Worum es im Kanada-Pakt geht
Nationale Parlamente haben nur geringe Befugnisse
Was ist CETA und wo stehen die Verhandlungen?
Die EU hat seit 2009 mit Kanada über eine umfassende Wirtschafts- und Handelspartnerschaft (CETA) verhandelt, im September 2014 war man damit fertig. Dann wurde der Text rechtlich geprüft und in alle EU-Sprachen übersetzt, auf Deutsch umfasst er mit Anhang 2286 Seiten.
Kann Österreich CETA noch stoppen? Sind Nachverhandlungen realistisch?
In Kommissionskreisen wundert man sich, weil Österreichs Regierung nie offizielle Einwände gegen CETA eingebracht hat. Jetzt, wo der Text finalisiert ist, sind neue Verhandlungen so gut wie ausgeschlossen. Es wurde ohnehin nachgebessert: Die Kanadier haben den EUWunsch eines neuartigen Schiedgerichtshofs für Investorenklagen akzeptiert.
Beschlossen ist CETA noch nicht: Das geschieht im Rat der 28 EU-Staaten. Dass Österreich da eine Blockade erwirken könnte, ist unwahrscheinlich – man würde wohl überstimmt. Die Unterzeichnung wäre für den EU-Kanada-Gipfel am 27. 10. geplant.
Ab wann tritt CETA in Kraft? Und ab wann wird es vorläufig angewendet?
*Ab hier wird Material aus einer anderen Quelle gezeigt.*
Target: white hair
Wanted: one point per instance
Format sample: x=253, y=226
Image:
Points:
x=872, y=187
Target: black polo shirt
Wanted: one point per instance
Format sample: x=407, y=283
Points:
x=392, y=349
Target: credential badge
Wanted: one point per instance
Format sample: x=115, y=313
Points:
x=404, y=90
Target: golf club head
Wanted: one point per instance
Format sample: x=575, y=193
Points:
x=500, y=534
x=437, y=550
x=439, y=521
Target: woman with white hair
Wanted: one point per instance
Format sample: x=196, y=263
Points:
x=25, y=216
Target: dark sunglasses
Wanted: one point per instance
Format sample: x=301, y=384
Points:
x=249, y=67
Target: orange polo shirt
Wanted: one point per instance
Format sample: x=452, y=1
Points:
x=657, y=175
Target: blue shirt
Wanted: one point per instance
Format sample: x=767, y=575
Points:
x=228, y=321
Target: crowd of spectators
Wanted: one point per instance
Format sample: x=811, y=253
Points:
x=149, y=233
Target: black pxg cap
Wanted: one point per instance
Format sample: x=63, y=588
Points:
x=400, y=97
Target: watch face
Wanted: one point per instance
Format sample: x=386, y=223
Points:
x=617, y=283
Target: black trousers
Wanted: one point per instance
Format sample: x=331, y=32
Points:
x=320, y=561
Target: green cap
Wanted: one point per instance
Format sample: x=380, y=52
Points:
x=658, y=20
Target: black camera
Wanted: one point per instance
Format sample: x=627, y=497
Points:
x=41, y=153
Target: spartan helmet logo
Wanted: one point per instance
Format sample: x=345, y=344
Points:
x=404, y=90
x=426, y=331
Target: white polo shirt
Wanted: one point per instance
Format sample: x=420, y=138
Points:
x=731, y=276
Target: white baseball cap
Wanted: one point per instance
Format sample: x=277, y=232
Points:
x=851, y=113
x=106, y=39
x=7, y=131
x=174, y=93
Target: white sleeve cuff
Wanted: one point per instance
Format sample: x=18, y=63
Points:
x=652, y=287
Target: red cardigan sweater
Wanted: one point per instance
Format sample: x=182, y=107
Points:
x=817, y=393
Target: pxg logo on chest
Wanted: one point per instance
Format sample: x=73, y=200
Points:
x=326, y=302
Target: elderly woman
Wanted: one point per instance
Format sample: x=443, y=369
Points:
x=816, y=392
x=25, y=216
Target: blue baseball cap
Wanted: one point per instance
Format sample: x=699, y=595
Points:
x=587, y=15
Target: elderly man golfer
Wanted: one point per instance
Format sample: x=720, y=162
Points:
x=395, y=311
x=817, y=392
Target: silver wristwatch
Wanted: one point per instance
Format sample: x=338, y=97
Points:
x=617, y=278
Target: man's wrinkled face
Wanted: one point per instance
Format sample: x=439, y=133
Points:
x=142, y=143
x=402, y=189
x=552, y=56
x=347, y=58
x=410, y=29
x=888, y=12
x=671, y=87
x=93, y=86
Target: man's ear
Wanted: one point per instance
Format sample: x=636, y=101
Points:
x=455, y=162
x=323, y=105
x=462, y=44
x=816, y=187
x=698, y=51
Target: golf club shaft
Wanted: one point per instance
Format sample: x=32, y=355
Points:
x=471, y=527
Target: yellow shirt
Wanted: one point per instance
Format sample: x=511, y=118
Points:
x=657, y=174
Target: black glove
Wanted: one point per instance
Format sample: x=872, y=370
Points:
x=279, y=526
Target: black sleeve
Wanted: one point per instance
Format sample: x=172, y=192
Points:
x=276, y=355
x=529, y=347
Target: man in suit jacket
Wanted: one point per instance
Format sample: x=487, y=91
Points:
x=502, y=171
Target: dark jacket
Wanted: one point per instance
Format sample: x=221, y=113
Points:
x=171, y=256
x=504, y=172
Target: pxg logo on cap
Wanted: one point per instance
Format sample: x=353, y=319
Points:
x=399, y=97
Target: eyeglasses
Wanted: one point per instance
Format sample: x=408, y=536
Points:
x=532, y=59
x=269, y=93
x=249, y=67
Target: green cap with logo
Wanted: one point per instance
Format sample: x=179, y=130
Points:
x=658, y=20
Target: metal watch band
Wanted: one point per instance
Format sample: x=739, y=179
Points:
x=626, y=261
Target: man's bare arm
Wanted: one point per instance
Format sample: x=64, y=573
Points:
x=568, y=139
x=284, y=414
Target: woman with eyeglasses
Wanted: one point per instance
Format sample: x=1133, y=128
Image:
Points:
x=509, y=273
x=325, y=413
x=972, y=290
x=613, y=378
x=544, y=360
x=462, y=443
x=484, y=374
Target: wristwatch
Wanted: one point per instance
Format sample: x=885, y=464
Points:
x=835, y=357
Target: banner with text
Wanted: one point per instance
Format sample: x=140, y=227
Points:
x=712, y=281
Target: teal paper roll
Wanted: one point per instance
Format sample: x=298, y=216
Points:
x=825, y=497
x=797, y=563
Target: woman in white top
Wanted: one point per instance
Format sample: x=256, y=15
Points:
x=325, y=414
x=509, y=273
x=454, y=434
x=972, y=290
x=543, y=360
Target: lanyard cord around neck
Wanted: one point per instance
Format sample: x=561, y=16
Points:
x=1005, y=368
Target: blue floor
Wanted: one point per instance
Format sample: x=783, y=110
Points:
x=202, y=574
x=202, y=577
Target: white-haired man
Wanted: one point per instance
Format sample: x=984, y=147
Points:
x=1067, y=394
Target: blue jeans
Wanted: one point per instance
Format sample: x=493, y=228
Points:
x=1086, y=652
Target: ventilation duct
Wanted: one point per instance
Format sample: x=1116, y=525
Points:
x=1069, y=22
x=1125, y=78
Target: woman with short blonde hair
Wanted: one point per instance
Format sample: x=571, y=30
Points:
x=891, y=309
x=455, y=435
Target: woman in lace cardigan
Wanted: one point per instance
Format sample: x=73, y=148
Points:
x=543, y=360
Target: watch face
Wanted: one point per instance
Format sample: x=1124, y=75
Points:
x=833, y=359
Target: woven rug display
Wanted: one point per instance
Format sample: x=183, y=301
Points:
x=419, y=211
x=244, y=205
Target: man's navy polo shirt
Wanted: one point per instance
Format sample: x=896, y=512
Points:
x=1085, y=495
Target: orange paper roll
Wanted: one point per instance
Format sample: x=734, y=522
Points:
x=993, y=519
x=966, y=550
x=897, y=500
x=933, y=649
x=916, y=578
Zur Anwendung kommen und In-Kraft-Treten – ist das nicht dasselbe? Kurioserweise nein! Der CETA-Vertrag könnte sogar in weiten Teilen gelten, obwohl er nie offiziell in Kraft getreten ist. Die Erklärung: Das EU-Parlament stimmt vermutlich im Dezember 2016 oder Jänner 2017 ab, kann aber nur Ja oder Nein sagen. Gibt es eine Mehrheit dafür, würde CETA vorläufig angewendet. Somit würde der handelsrechtliche Teil, über den die EU im Alleingang bestimmt (Zölle etc.), gelten. Laut Experten betrifft das 90 bis 95 Prozent des Vertrages.
Worüber stimmen die nationalen Parlamente ab?
Nach einem kurzen, aber heftigen Streit im Juli ist geklärt: CETA gilt als „gemischtes Abkommen“, somit stimmen auch die nationalen Parlamente über die übrigen Teile ab. Welche das sind, ist aber offen. Klären soll das ein Urteil des Europäischen Gerichtshofs zum EU-SingapurVertrag, das bis Jahresende erwartet wird. Als Ganzes wäre CETA erst in Kraft, sobald die Parlamente aller 28 EU-Staaten Ja gesagt haben.
Was steht in CETA, wo sind die Unterschiede zu TTIP?
Bei TTIP, dem geplanten Abkommen mit den USA, gibt es viele Streitfragen, für die bei CETA Lösungen gefunden wurden. So akzeptiert Kanada 145 geschützte EU-Herkunftsbezeichnungen (wie „Tiroler Speck“). Für sensible Agrargüter wie Milch (Kanada) oder Rindfleisch, Schweinefleisch und Mais (EU) bleibt der Marktzugang beschränkt. Gemeinden müssen ihre Dienstleistungen zwar nicht privatisieren – Kritiker befürchten aber Schlupflöcher. Ebenso sind abstruse Klagen von Konzernen gegen Staaten jetzt praktisch ausgeschlossen, allerdings will die SPÖ, dass die Klagsmöglichkeit ganz fällt.
Kommt mit CETA tatsächlich das USA-Abkommen TTIP durch die Hintertür?
Anlass für diese Befürchtung ist, dass US-Konzerne ihre kanadischen Tochterfirmen für Klagen gegen EUStaaten nützen könnten. Ausgeschlossen ist das nicht, eine Brief kastenfirma in Kanada reicht dazu aber nicht.
Was müsste passieren, um die TTIP-Verhandlungen mit den USA zu stoppen?
Dazu würde es einen einstimmigen Beschluss aller 28 EU-Mitgliedstaaten brauchen. Das ist derzeit noch illusorisch, denn einige Länder wollen TTIP unbedingt.